Now, to make sure this blog post consists of valid and informed opinion, I’ve put myself through veritable torture and listened to a big bunch of chart songs. The problem with music these days is that it lacks all emotion or variation. Its like most pop songs today are written by pressing one note on a MIDI keyboard and getting a big, special music-making robot to hammer out the rest of the song. Several recent chart-topping tunes consist of little more than one verse and one chorus, built almost exclusively around a single note.

You see, being built around one note isn’t necessarily a bad thing. There are many forms of music which take it as its starting point, for example, Indian Raga music. If you listen to many of The Beatles’ songs, you’ll find that John Lennon managed to create many songs around just one or two notes. Let’s have a quick look, shall we?

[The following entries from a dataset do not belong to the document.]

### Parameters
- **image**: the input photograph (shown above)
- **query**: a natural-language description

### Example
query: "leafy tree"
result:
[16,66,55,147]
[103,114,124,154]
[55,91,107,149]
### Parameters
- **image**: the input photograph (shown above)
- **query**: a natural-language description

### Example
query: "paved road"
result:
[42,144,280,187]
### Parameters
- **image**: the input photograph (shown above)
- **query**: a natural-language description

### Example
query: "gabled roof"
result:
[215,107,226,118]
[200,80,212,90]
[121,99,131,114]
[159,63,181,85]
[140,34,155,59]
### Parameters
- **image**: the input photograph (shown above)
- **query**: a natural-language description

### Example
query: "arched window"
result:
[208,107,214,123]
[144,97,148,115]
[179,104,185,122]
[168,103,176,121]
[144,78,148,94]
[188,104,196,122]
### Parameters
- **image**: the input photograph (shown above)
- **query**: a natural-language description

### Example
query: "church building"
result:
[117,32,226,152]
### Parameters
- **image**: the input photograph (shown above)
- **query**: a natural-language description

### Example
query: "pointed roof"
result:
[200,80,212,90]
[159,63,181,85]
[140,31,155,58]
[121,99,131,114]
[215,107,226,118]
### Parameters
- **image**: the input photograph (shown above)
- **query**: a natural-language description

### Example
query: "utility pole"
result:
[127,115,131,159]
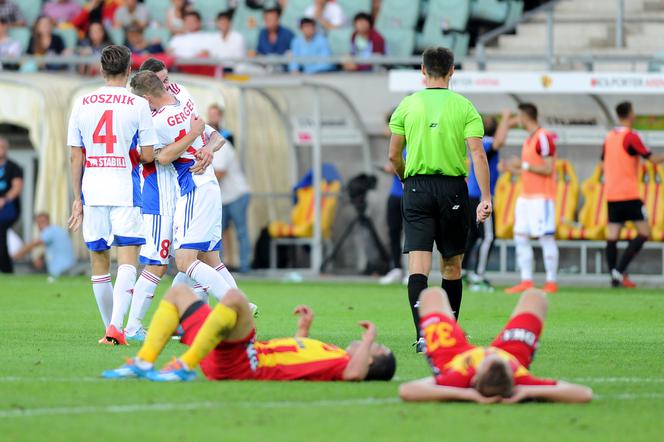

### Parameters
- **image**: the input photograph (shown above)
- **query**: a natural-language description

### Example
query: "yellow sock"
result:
[136,301,180,364]
[180,303,237,370]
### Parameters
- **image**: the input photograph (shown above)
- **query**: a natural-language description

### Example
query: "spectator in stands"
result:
[208,114,251,273]
[207,103,235,144]
[344,12,386,71]
[72,0,120,33]
[14,213,76,278]
[0,17,23,71]
[288,17,334,74]
[125,23,164,55]
[256,8,294,55]
[113,0,150,28]
[0,0,25,27]
[168,11,210,58]
[0,137,23,273]
[166,0,191,35]
[304,0,346,30]
[28,15,69,71]
[211,11,247,67]
[78,23,111,75]
[42,0,81,25]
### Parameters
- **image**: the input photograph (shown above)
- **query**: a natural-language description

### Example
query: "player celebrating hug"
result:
[400,289,592,403]
[102,285,396,381]
[67,45,157,343]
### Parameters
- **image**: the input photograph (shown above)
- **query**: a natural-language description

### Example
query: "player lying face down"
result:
[399,289,592,403]
[102,285,396,381]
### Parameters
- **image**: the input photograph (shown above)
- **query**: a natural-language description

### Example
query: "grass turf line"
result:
[0,276,664,442]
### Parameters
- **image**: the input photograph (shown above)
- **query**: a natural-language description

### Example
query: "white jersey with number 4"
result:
[154,98,217,195]
[67,86,158,207]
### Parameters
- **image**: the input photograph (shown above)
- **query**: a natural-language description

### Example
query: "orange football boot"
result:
[106,325,129,345]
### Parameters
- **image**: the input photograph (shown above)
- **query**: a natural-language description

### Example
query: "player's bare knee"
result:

I Feel Fine, The Ballad Of John And Yoko, Rain, Lucy In The Sky With Diamonds, A Hard Day’s Night, I Should Have Known Better, Help, Ticket To Ride, Noweigan Wood, The Word, I’m Only Sleeping, Tomorrow Never Knows, I Am The Walrus, All You Need Is Love, Julia, Everybody’s Got Something To Hide Except For Me And My Monkey and Come Together. Each one of these songs is based around a single note, and every one of them is completely different and unique. Modern music adopts a bastardised form of Lennonistic songwriting, taking the most basically simplistic melodic structure and churning it out ad nauseum for #1 hits.

Look, Keri Hilson. Look how pissed you've made Mr Lennon.

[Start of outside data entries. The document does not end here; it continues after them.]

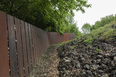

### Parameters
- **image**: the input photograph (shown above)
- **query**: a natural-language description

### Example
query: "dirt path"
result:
[30,45,60,77]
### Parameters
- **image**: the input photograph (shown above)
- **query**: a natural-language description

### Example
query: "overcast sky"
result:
[74,0,116,30]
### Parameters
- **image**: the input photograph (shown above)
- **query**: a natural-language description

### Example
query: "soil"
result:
[30,45,60,77]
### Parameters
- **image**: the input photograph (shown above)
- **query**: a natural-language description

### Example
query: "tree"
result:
[81,23,91,34]
[0,0,91,33]
[91,15,116,30]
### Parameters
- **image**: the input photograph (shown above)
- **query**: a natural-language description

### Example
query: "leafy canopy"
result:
[0,0,91,33]
[81,23,91,34]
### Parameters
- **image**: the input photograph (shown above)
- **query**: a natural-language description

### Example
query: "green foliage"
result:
[81,23,91,34]
[91,15,116,30]
[0,0,91,33]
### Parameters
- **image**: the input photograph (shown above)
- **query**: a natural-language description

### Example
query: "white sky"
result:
[74,0,116,31]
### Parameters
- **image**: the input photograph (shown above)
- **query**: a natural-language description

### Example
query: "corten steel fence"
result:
[48,32,75,44]
[0,11,75,77]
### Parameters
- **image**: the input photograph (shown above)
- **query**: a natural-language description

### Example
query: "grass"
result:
[58,21,116,52]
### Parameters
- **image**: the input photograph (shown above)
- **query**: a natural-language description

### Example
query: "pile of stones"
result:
[57,37,116,77]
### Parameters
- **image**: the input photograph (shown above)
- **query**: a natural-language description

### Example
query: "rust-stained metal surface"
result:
[25,22,31,73]
[15,18,24,77]
[0,12,75,77]
[7,15,18,77]
[29,25,34,70]
[20,21,28,77]
[0,11,9,77]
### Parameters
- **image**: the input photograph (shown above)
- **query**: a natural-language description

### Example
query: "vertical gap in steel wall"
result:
[14,18,19,76]
[20,21,25,77]
[6,14,11,77]
[24,22,29,73]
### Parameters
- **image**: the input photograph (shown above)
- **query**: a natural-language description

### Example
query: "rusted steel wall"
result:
[48,32,75,44]
[0,11,9,77]
[0,11,75,77]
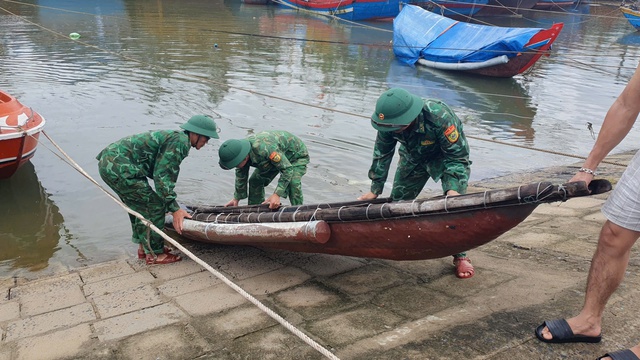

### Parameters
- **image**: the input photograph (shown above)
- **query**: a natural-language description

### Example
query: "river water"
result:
[0,0,640,276]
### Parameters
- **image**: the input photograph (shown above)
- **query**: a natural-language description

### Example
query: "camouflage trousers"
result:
[391,160,467,258]
[248,163,307,205]
[98,153,167,254]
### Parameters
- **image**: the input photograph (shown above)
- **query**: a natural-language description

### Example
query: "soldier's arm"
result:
[233,164,250,200]
[369,131,397,195]
[439,119,471,194]
[153,138,190,212]
[269,150,293,197]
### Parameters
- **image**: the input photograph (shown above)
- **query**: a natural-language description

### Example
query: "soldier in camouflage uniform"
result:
[358,88,474,278]
[96,115,218,264]
[218,130,309,209]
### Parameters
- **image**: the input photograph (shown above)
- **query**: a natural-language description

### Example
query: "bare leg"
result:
[542,221,640,340]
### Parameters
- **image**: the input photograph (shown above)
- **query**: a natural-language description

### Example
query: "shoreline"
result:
[0,152,640,360]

I have a theory. At some point during 2004, a mysterious assassin killed all talented songwriters in cold blood in a cruel cull of the music industry by butthurt Nu Metal producers angry that their chosen genre sucked. This theory accounts perfectly for the sudden drop in the quality of pop music after 2003. I’d like to show you a few examples. Justin Timberlake – Rock Your Body is possibly the greatest pop single of the last decade. It has flair, originality and unpredictability. There are funky 80′s throwback basslines, jazz-style breaks, and even a beatboxing breakdown. It has everything I expect a chart-topping pop record to have and more. This song should have topped the charts for every week since it’s release to the present day, with the exception of the one week that I would allow for my next example.

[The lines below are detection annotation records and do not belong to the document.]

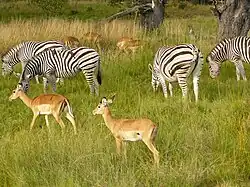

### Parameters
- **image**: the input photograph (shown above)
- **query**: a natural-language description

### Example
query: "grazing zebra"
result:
[149,44,203,102]
[20,47,101,95]
[207,36,250,81]
[2,41,65,83]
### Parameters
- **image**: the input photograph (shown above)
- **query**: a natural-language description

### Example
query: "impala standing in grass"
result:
[9,85,76,134]
[93,96,159,166]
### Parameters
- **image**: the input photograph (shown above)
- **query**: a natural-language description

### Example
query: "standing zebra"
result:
[207,36,250,81]
[149,44,203,102]
[2,41,65,83]
[20,47,101,95]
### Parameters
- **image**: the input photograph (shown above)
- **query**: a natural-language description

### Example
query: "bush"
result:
[29,0,68,15]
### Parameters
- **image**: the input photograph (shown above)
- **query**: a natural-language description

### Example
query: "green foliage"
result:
[29,0,68,15]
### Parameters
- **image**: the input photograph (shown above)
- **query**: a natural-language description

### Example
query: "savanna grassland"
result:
[0,1,250,187]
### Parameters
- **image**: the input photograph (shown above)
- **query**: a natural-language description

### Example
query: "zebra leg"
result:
[43,77,48,93]
[35,75,40,84]
[237,60,247,81]
[83,71,95,95]
[159,77,168,98]
[177,76,188,100]
[168,82,173,97]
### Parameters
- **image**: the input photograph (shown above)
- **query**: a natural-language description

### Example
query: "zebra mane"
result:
[1,42,25,58]
[210,38,231,55]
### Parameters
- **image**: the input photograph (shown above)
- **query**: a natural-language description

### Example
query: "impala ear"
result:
[107,93,116,104]
[148,64,153,72]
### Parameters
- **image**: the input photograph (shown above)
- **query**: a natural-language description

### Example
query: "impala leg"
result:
[115,138,122,155]
[66,112,77,134]
[238,60,247,81]
[53,113,65,133]
[45,115,51,133]
[168,82,173,97]
[35,75,40,84]
[143,140,160,166]
[30,113,38,131]
[160,77,168,98]
[177,76,188,101]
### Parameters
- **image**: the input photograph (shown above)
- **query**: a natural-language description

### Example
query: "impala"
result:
[9,85,76,134]
[83,32,102,51]
[116,37,142,53]
[93,96,159,166]
[63,36,80,48]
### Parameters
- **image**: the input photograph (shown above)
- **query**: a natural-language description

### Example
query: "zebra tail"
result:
[64,99,74,118]
[97,59,102,85]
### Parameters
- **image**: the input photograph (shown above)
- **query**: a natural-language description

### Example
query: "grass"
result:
[0,14,250,187]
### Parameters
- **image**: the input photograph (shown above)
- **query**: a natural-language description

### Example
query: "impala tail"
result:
[60,99,74,118]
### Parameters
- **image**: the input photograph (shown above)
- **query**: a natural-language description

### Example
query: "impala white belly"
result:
[37,104,52,115]
[119,131,142,141]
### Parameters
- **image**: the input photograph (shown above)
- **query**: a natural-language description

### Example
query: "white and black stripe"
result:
[149,44,203,101]
[207,36,250,80]
[20,47,101,95]
[2,41,65,82]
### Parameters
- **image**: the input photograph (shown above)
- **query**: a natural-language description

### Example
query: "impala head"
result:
[148,64,160,92]
[93,95,115,115]
[9,84,23,101]
[207,54,221,79]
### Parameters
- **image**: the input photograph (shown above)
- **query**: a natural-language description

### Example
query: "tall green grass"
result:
[0,17,250,187]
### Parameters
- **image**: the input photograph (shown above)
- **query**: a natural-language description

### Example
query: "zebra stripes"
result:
[207,36,250,81]
[2,41,65,83]
[149,44,203,101]
[20,47,101,95]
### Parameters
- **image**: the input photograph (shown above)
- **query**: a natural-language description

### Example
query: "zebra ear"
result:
[148,64,153,72]
[26,74,31,79]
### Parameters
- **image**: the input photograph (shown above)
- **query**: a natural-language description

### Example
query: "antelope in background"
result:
[93,95,159,166]
[9,85,76,134]
[82,32,102,52]
[116,37,142,54]
[62,36,80,49]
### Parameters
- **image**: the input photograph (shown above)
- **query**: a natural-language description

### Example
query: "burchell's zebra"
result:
[207,36,250,81]
[20,47,101,95]
[149,44,203,101]
[2,41,65,83]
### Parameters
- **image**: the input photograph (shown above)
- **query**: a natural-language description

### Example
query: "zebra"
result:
[2,41,65,83]
[149,44,203,102]
[19,47,102,95]
[207,36,250,81]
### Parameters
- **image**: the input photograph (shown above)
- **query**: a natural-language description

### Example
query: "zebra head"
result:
[148,64,160,92]
[1,50,18,76]
[207,55,221,79]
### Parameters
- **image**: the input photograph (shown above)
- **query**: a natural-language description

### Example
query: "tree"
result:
[211,0,250,40]
[106,0,165,30]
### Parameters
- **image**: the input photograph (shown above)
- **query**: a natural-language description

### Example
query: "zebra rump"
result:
[149,44,203,101]
[21,47,102,95]
[207,36,250,81]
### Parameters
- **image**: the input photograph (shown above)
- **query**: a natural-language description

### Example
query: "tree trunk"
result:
[211,0,250,40]
[139,0,165,30]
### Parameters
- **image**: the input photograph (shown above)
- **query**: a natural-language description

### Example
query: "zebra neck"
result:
[102,107,114,133]
[19,92,33,108]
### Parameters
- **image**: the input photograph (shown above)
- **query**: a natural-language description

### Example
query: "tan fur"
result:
[63,36,80,48]
[93,98,159,166]
[116,37,142,53]
[83,32,102,51]
[9,87,76,134]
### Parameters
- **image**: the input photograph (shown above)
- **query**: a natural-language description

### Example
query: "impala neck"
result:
[102,107,114,133]
[19,92,32,107]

Outkast – Hey Ya is the second best pop song of the last decade. As with J-Timbers, it has originality and unpredictability in spades. The music is ridiculously simple, yet perfectly fitting. The only melodic variation outside the three-chord guitar and bassline is a little ascending riff on what sounds like a My First Synth(tm) and a subtle space-age wah-wah powered guitar effect during the chorus. Simple yet effective, Outkast are one of the last of the type of hip-hop artists popularised in the late 80′s and early 90′s, when the musicians were named after lame puns or plays on words (see Will.i.Am, Salt n Pepa et al), and it’s their connection to the good music of old that keeps them awesome.

Dudes with funny names get all the bitches yo.


Well, I suppose I should stop now. I could go on all day about how music these days is rubbish and you lot would still buy it. As long as you keep it to yourselves, I don’t mind. I’ll be in the corner listening to my 50′s Doo-wop if you need me.